- Former names: Derby Food Center
- Alternative names: The Derb

General information
- Type: Academic Building
- Architectural style: Standard limestone
- Location: Manhattan Ave. and Old Claflin Rd., Manhattan, Kansas, United States
- Coordinates: 39°11′39.29″N 96°34′39.64″W﻿ / ﻿39.1942472°N 96.5776778°W
- Completed: 1965

Technical details
- Floor count: 2

Website
- Derby Derby Map

= Derby Dining Center =

Derby Dining Center, named after reference librarian Grace Derby, is the largest dining facility at Kansas State University's Manhattan, KS campus and serves approximately 2,000 students living in Ford, Haymaker, Moore and West Residence Halls. The Derb’ (Derby) is on the East side of campus. T•H•E Bakery, a retail bakery, is located on the ground floor of Derby Dining .

==Architecture==
This building consists of two floors. The bottom floor houses noteworthy resources available for students as well as The Bakery and rooms for meetings or classes. The upper floor functions as the main dining location with various food lines as well as seating for students, staff and guests.
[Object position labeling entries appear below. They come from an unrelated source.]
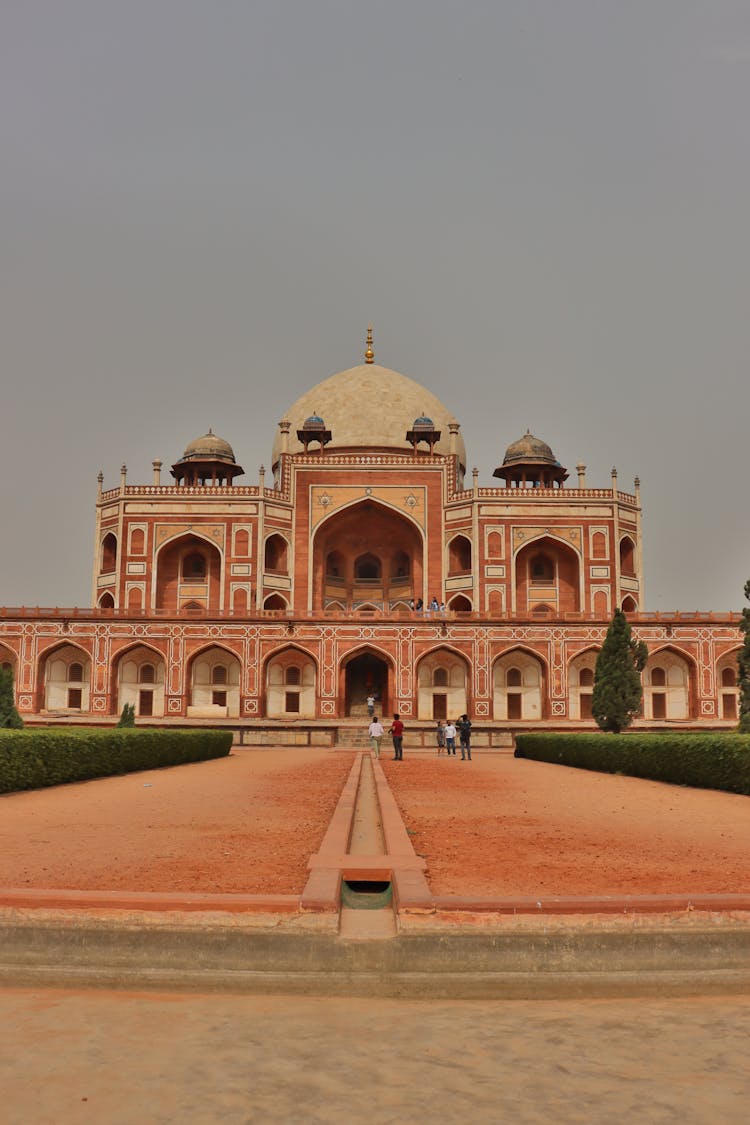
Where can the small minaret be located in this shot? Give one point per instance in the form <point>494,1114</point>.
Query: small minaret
<point>369,351</point>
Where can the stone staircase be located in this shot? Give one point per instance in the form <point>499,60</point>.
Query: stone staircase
<point>354,736</point>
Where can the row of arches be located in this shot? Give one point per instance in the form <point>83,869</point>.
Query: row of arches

The outside of the building is stylized with the same historic looking limestone fascia that is predominant of many buildings throughout campus. The renovation project ending in 2021 added a steel feature over the main entrance.

Further notable elements of this building include tunnels that connect each of the four residence halls (Ford, Haymaker, Moore and West) within the Derby complex to the dining center.

==Noteworthy Resources==
Case Management is available to assist students with various needs.

===ResNet Help Desk===
The ResNet Help Desk - Provides technical support for students living in the residence halls and Jardine Apartments at K-State. They assist with network registration, connection issues, and general technical support for computers, mobile devices, printers, or gaming devices.

===ARH/NRHH===
The primary office location for the Association of Residence Halls and local chapter of NRHH is housed within the first floor of Derby.